To tell you the truth, the only reason I’m writing now is that I’m a wreck. I’m ashamed to tell you this, but I was the ‘loser’ in an (unprovoked) fight this afternoon.
This guy in my year (Seb Mantegna) ambushed me as I was walking home from school. I’m walking along, minding my own business, thinking about my gorgeous new girlfriend (sorry to bring her up, but she’s never far from the top floor of my consciousness)—what was I saying? I’m just walking along and out of nowhere Seb Mantegna turns up and starts laying into me.
Now, I’m not a little guy, but he’s got a black belt in karate or whatever and, the fact was, I was just not interested. I don’t believe in violence. So I was trying to calm him down, you know, defend myself.

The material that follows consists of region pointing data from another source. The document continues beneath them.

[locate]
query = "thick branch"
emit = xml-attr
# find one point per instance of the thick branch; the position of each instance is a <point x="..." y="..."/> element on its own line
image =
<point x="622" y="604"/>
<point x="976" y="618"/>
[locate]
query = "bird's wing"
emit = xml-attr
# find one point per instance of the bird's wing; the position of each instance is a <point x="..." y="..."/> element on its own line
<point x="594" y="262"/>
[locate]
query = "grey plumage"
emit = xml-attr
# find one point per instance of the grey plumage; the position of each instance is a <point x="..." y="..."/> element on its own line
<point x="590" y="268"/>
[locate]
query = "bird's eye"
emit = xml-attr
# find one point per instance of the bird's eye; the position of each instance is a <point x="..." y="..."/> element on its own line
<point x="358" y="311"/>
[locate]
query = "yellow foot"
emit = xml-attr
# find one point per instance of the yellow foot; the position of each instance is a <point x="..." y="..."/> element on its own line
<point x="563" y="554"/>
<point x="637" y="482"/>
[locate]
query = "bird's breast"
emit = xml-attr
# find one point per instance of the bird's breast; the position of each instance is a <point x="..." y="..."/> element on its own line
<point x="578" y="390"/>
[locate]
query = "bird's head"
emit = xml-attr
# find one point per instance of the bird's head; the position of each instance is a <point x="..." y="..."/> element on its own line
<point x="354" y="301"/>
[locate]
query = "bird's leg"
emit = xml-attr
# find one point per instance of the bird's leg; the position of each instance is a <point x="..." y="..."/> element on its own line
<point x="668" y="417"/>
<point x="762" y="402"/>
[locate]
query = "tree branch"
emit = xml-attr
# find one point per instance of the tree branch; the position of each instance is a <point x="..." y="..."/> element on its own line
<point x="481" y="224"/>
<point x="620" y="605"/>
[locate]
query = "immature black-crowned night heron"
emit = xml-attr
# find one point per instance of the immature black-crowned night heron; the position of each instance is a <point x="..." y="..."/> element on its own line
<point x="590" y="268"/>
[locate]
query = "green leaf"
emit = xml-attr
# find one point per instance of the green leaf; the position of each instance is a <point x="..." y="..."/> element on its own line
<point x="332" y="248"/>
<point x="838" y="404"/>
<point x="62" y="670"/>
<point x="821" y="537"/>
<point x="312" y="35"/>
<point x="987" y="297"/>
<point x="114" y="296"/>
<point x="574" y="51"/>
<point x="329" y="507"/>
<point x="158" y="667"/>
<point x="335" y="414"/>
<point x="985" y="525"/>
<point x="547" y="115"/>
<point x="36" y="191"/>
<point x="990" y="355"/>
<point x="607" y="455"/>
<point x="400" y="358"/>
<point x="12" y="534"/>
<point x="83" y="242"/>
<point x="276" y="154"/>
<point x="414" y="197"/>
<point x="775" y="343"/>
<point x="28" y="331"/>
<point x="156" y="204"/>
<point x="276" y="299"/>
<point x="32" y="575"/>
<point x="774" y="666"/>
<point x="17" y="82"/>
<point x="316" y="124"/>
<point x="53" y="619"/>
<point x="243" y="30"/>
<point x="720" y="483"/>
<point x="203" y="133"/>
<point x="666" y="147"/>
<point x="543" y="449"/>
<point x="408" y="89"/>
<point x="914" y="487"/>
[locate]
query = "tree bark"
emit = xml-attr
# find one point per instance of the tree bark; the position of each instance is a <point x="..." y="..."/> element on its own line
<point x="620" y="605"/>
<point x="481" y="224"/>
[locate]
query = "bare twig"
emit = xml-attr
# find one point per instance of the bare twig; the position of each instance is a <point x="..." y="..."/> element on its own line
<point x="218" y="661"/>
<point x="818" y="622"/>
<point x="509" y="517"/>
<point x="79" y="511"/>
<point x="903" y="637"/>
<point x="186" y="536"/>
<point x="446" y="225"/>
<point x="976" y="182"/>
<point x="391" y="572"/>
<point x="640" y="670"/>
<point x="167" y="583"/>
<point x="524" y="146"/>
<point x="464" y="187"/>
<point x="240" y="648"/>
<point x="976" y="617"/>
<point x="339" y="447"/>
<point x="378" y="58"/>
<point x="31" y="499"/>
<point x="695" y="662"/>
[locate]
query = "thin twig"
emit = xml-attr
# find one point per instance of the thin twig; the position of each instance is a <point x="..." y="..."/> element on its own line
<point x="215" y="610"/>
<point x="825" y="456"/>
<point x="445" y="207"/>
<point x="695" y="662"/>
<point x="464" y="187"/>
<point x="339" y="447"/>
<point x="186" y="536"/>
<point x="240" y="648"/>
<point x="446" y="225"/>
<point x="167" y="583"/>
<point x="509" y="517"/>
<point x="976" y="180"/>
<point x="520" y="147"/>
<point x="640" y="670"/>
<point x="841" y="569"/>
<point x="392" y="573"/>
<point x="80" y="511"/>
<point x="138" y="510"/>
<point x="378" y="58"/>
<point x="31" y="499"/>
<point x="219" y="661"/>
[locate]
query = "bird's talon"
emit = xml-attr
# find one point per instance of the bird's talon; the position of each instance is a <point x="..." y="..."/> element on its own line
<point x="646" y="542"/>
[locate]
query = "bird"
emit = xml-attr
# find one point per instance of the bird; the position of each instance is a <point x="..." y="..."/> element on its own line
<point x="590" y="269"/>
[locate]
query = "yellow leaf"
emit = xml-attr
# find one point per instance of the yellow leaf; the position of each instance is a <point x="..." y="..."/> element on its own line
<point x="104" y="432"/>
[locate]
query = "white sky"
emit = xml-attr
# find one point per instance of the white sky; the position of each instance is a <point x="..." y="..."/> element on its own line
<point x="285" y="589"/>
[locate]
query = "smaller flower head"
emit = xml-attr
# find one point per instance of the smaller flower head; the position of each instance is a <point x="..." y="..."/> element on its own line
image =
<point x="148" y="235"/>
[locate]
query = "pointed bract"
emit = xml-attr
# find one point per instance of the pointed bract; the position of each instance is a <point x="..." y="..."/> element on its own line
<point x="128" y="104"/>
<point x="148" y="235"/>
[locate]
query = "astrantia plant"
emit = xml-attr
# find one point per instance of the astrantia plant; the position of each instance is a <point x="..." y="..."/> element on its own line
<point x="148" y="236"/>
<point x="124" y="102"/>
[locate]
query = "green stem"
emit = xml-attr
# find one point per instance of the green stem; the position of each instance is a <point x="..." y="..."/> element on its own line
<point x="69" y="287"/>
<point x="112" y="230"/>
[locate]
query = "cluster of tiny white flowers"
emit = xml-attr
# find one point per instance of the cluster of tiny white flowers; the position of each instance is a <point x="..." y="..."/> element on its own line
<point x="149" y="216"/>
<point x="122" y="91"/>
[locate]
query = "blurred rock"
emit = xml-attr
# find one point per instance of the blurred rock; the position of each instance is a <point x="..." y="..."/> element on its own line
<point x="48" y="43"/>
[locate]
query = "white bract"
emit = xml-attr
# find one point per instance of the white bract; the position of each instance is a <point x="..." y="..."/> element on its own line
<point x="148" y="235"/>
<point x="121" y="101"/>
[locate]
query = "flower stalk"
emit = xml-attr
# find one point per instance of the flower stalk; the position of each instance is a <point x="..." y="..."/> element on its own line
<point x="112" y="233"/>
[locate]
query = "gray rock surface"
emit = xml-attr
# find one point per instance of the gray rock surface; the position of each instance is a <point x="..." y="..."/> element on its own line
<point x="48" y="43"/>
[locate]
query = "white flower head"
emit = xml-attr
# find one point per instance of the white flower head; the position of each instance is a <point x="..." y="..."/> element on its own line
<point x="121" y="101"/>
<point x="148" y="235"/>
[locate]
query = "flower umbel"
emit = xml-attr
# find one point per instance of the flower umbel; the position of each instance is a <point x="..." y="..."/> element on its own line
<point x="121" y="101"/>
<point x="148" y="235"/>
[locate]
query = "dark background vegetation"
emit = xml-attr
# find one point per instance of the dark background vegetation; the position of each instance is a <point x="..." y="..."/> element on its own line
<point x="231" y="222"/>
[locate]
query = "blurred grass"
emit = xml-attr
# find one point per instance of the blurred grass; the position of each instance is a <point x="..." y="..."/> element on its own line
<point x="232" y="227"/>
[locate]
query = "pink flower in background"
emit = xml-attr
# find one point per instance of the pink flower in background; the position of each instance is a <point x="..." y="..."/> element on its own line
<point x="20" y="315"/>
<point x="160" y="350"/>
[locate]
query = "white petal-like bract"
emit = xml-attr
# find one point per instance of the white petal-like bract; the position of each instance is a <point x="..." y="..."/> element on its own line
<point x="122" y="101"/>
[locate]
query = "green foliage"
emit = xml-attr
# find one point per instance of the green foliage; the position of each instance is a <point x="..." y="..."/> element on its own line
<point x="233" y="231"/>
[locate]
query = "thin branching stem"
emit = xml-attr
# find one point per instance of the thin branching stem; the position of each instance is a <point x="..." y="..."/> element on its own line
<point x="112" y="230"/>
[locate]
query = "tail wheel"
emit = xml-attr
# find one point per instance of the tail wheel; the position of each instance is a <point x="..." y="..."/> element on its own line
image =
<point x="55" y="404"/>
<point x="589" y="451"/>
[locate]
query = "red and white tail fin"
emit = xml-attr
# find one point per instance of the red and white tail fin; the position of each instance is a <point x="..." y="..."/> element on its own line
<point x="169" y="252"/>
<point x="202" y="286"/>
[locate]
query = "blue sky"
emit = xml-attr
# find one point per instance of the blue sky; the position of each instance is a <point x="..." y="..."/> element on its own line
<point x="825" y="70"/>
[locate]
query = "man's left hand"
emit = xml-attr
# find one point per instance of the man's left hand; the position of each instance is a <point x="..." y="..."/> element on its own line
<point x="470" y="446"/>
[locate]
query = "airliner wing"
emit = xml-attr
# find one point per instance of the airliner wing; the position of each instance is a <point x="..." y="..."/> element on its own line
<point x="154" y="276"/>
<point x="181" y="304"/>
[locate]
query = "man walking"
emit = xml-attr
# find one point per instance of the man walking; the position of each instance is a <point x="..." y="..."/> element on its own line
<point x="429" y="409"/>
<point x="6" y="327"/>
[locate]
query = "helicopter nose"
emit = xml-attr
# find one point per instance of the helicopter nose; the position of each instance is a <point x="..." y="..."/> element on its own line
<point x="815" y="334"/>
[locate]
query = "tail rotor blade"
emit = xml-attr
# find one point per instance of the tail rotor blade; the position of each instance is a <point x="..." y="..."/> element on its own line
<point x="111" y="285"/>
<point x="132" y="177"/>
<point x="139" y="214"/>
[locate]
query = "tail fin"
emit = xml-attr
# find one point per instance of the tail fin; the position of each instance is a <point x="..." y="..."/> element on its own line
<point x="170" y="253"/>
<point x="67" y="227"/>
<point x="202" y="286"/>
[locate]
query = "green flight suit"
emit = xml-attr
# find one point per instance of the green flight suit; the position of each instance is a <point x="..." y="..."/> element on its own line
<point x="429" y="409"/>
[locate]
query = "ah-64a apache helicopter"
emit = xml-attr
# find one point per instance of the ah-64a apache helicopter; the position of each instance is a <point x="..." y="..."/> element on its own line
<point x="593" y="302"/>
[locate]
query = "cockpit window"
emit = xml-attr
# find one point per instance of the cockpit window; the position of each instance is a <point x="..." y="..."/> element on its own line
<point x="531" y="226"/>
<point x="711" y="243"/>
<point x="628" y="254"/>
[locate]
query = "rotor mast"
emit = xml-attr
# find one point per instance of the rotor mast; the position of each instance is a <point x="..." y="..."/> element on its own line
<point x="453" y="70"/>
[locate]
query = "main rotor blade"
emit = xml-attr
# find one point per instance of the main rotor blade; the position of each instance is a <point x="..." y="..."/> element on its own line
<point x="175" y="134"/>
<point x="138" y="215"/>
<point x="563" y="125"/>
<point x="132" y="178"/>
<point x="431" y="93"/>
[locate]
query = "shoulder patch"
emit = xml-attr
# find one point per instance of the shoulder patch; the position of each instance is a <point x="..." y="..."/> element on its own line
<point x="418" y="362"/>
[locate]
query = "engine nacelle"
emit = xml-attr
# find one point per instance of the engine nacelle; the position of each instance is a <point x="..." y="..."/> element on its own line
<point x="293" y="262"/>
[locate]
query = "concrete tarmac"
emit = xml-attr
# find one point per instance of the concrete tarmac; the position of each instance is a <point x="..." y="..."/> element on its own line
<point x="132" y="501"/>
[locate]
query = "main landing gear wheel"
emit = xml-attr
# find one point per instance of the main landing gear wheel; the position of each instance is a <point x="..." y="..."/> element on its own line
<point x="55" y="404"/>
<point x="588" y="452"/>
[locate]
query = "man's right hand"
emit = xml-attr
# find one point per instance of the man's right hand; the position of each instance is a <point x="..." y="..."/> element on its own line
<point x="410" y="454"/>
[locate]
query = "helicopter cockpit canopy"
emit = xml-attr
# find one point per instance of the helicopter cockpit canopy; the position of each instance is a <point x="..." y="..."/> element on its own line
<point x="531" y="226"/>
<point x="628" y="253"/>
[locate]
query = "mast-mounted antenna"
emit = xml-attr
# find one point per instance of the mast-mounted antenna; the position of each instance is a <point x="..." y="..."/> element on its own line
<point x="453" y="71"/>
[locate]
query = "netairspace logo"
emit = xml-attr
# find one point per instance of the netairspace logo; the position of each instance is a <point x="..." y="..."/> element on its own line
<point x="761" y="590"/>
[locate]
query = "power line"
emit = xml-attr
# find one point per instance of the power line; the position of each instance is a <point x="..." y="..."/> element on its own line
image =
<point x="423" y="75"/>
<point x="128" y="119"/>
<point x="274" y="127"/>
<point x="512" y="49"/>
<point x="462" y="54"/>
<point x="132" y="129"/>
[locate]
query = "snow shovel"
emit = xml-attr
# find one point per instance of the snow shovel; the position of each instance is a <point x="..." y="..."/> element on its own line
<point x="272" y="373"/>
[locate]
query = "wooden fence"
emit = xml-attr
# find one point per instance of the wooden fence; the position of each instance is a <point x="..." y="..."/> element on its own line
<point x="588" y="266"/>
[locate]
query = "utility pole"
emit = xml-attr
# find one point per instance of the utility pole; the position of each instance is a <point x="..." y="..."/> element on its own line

The result was a black eye, bloody nose etc, and me lying on the ground getting kicked in the gut.
Wow. Not a pretty picture.
So, why am I telling you this?
Well, when Seb kicked me for the final, vicious time, he said, ‘This is for what you did to Cass Aganovic, you scum-sucking arsehole.’
Whoa! Who’s Cass Aganovic? I pondered, as I tried to get my breath (and my dignity) back.
And then I remembered—it’s that Ashbury girl who wrote to me way back last term.
So, Cassie, do you happen to know anything about this? Is Seb a great friend of yours? Or are you as lost as I am?
The one good thing is that this guy—Seb—has been in trouble for fighting before.
So, this should be enough to get him expelled.
All the best
Paul Wilson
PS I just looked up your address (your last name is fairly unique!) and I think I’ll swing by and put this under your door right away. The faster we get to the bottom of this, the better. Hope you don’t mind that I now know where you live! Maybe I’ll spot you through a window!
PPS You know, it occurs to me that Seb Mantegna is going off to Newcastle for some art show tomorrow. I’ll make sure I get to the principal first thing in the morning and stop them from lettin
g him go! Am I wicked to look forward to the disappointment on his face? No. In any case, he shouldn’t be allowed to represent the school—he’s obviously unhinged.
Deranged in the head.
Take care Cassie
Paul
PART 30
SAVING
SEB MANTEGNA
Tuesday
Dear Charlie
GUESS WHAT WE HAVE DONE?!?!
WE HAVE KIDNAPPED PAUL WILSON!
I’m not joking, it’s true. (And Charlie, therefore you should speak to me again and listen to me! And forgive me. Forget all about the gas leak incident, okay, as that incident just fails by comparison.)
We had to kidnap Paul because he was going to tell the school that Seb attacked him, which would have stopped Seb from going to the art show! Which we all know was his dream.
Don’t worry though, it is not an illegal kidnapping as Paul does not know he has been kidnapped.
Please forgive me now, okay. Great, thanks. I have to go as I’m just rushing this at afternoon roll call, which I’m attending on behalf of Cass and Lyd and me.
Love
Em
Dear Seb
I might be mad at you, but I didn’t want you beating someone up or getting thrown out of your school. And I really wanted you to go to your art show.
It’s now Tuesday afternoon, so I’m hoping you’re at your show right now. I won’t go into details now but we’ve been keeping Paul distracted for today. I don’t know how we can stop him going to the principal tomorrow though.
Lydia
Wednesday
Dear Em
You guys took care of Paul Wilson so Seb could go to his art show? I just saw Seb and, guess what, he won some prize at the show.
I don’t just forgive you, Em, I completely adore you.